Through the Looking Glass (web site above) is an organization for parents with disabilities and they have many resources on their web site.

As far as caring for a child, PFFD had no impact. I had babysat many children prior to having my own and often babysat youngsters for several days while their parents were traveling so my only worries were typical parent worries.

Cindy
I am a 52 yr old PFFD Symes amputation with AK prosthetic, married, with 3 grown children, - all of whom I gave birth to vaginally with no anesthesia. Just because the PFFD side of my pelvis is "slightly" smaller than the other side, it is not outside of the "normal" range. My smallest baby was 7 lbs 6 oz, my largest 8 lb 4 oz, and the boy in the middle was 8 lb 3 oz with a 13" chest.As a consumer you need to be aware of your birthing hospital's reputation, if they are known as a hospital that treats "high risk" pregnancies, then you can guarantee that you, with a birth defect, will be classified as "high risk" no matter what else is happening with your labor and delivery, and will be the first candidate for a C-section. I kid you not when I tell you that the only thing that saved me from that fate was a husband that threatened the attending physician, and my own insistence that the practice send more Doc's to the hospital.
My advice is to locate a family practice physician to be your primary care physician during this time. Most FP's have admitting privileges at hospitals in both OB/GYn and Pediatrics. They will be able to see both you and the baby together for the early post-natal exams (1 Dr visit easier to schedule than 2) and they tend to be more open in terms of the patients natural ability to have/bear children than others.

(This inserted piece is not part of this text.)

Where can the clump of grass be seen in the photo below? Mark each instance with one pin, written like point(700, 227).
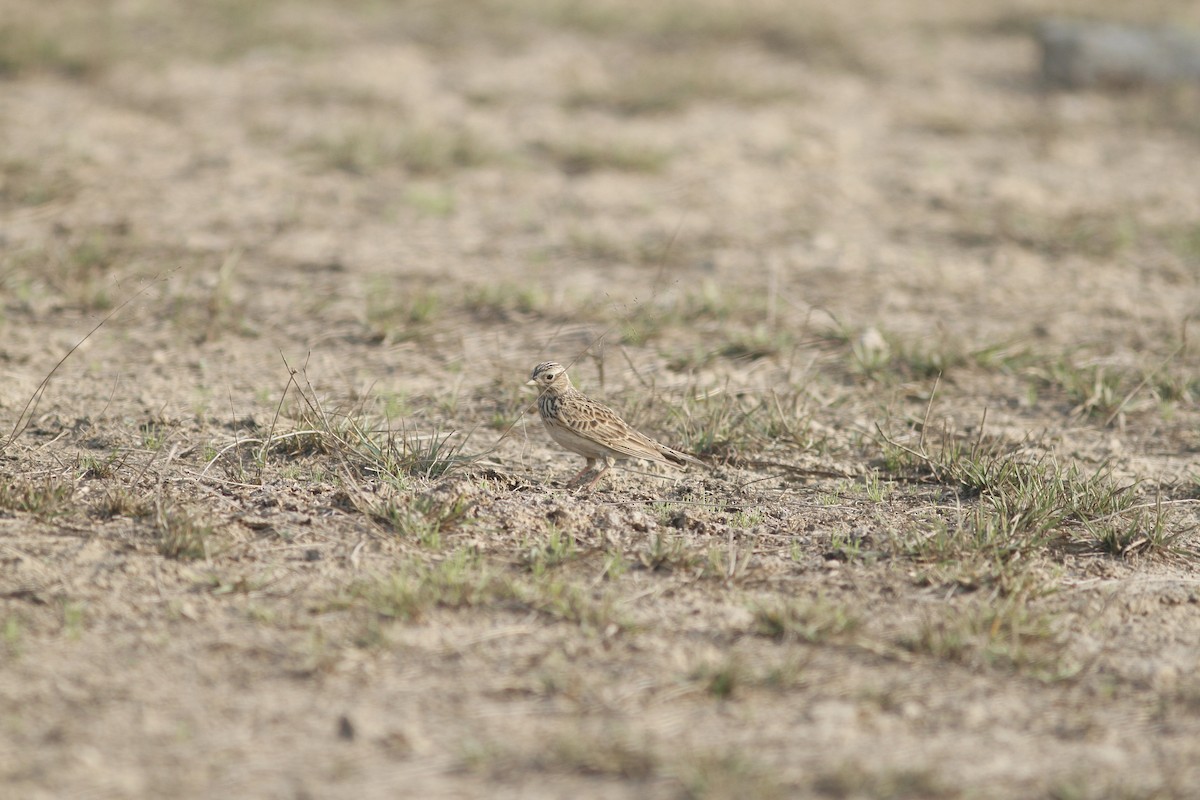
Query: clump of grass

In addition, you may need to have the attachment mechanism of your prosthesis modified. Pregnancy can change your water-retention, which effects your stump size/shape, which effects your fit, which means you may have to change yuor attachment mechanism. I had an elasticized Silesian belt attached to the prosthesis, rather than a non-elasticiized version, and the elasticizd belt was longer than my regular one to accomodate my growing belly.
Follow your ob/gyn's eating guidelines to the MAX during this time - you want to gain the least amount of weight the drs recommend, not less than, but not more than, either. FYI - I gained 27 lbs with the 1st, 35 with the 2nd child and a whopping 45 lbs with the 3rd. (And I felt that extra 10 lbs - the leg really did not fit at all the last month , I just "sucked it up" and moved on, knowing that I would lose the weight once I delivered the baby.)I needed to be mobile(with a 5 yr old and a 3 yr old) throughout the pregnancy, so there wasn't the option of not wearing the prosthesis.

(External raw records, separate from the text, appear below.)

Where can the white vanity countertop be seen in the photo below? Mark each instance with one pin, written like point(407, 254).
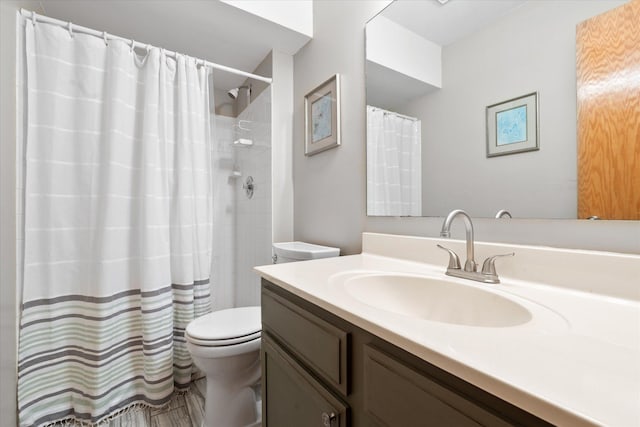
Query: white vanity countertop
point(577, 362)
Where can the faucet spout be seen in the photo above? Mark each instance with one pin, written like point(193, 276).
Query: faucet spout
point(470, 263)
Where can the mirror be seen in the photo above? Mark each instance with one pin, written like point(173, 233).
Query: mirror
point(434, 67)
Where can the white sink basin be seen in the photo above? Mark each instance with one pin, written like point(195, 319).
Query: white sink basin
point(436, 300)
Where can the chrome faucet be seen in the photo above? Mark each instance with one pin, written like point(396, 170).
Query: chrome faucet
point(470, 263)
point(488, 273)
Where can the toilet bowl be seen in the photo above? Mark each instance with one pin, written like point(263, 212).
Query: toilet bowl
point(225, 345)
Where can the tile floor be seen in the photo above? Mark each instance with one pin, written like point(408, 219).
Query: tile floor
point(184, 410)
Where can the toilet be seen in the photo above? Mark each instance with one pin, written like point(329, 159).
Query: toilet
point(225, 346)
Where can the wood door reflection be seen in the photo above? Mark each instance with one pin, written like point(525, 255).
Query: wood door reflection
point(608, 89)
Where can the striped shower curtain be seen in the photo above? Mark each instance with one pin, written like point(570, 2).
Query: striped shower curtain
point(117, 225)
point(394, 164)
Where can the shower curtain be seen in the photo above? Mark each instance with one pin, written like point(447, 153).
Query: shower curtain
point(394, 179)
point(117, 225)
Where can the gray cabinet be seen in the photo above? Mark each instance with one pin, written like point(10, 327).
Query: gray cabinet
point(292, 397)
point(319, 369)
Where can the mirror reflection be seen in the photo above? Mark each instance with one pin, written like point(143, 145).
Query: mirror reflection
point(432, 71)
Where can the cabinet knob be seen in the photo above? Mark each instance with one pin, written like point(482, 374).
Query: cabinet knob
point(328, 418)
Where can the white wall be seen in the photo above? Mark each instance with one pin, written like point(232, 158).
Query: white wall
point(253, 216)
point(282, 146)
point(329, 187)
point(387, 44)
point(296, 15)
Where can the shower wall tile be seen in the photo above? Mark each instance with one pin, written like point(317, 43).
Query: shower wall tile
point(253, 218)
point(224, 239)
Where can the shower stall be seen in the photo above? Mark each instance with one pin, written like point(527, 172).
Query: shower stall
point(242, 215)
point(142, 211)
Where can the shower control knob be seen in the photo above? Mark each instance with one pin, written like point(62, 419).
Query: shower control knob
point(328, 419)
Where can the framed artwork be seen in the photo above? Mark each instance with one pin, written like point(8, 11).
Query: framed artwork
point(512, 126)
point(322, 117)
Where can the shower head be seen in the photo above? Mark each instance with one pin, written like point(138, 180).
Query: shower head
point(233, 93)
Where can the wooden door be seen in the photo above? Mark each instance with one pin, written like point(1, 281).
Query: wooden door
point(608, 89)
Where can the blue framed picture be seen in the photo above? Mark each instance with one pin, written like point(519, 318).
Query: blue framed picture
point(322, 117)
point(512, 126)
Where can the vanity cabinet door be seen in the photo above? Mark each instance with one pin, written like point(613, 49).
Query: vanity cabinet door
point(397, 395)
point(292, 397)
point(318, 344)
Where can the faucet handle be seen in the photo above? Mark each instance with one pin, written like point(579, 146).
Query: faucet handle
point(454, 260)
point(489, 264)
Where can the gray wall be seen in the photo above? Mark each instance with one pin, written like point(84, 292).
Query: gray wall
point(329, 188)
point(485, 68)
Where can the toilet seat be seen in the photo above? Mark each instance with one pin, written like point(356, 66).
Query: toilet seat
point(225, 327)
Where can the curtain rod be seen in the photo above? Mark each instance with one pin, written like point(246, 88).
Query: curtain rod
point(77, 28)
point(415, 119)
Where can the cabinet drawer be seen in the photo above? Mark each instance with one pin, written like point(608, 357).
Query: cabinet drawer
point(291, 397)
point(317, 343)
point(397, 395)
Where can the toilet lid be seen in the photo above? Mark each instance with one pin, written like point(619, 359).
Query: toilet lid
point(228, 326)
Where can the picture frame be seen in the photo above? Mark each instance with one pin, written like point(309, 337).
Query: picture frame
point(322, 117)
point(512, 126)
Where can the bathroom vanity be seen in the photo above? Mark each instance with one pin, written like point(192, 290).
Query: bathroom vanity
point(347, 343)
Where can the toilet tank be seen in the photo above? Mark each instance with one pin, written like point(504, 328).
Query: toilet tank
point(301, 251)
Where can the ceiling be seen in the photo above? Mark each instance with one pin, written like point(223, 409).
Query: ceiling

Being a PFFD mother is easy - do what comes naturally - I have been known to say to my kids " of course I'm not "handicappded", and yes, I do wear an artificial leg. Which definition I firmly believe! However, in the eyes of most of the community, I am considered to be "disabled". All tough definitions for a 3 yr old to comprehend, but, guess what - they do - even if they can't express it - here's hoping that you understand my distinctions. It's all about what YOU are comfortable with; but remember, your attitude is shaping not only your children, but also every child in their school. (at the very least, their friends - at the most, you are an example for every teacher in every classroom; "heavy burden" no different than usual). At this time, it is important to remember that you are a living symbol of a "disabled person" to these young kids. They have not had the life experiences that would have brought them into contact with other disabled people. You must appear to be the model citizen in this regard.Whatever your definition is for that.Be positive and upbeat.
Hope this wasn't too much info. Looking forward to hearing from you again as I'm sure I didn't answer all your questions.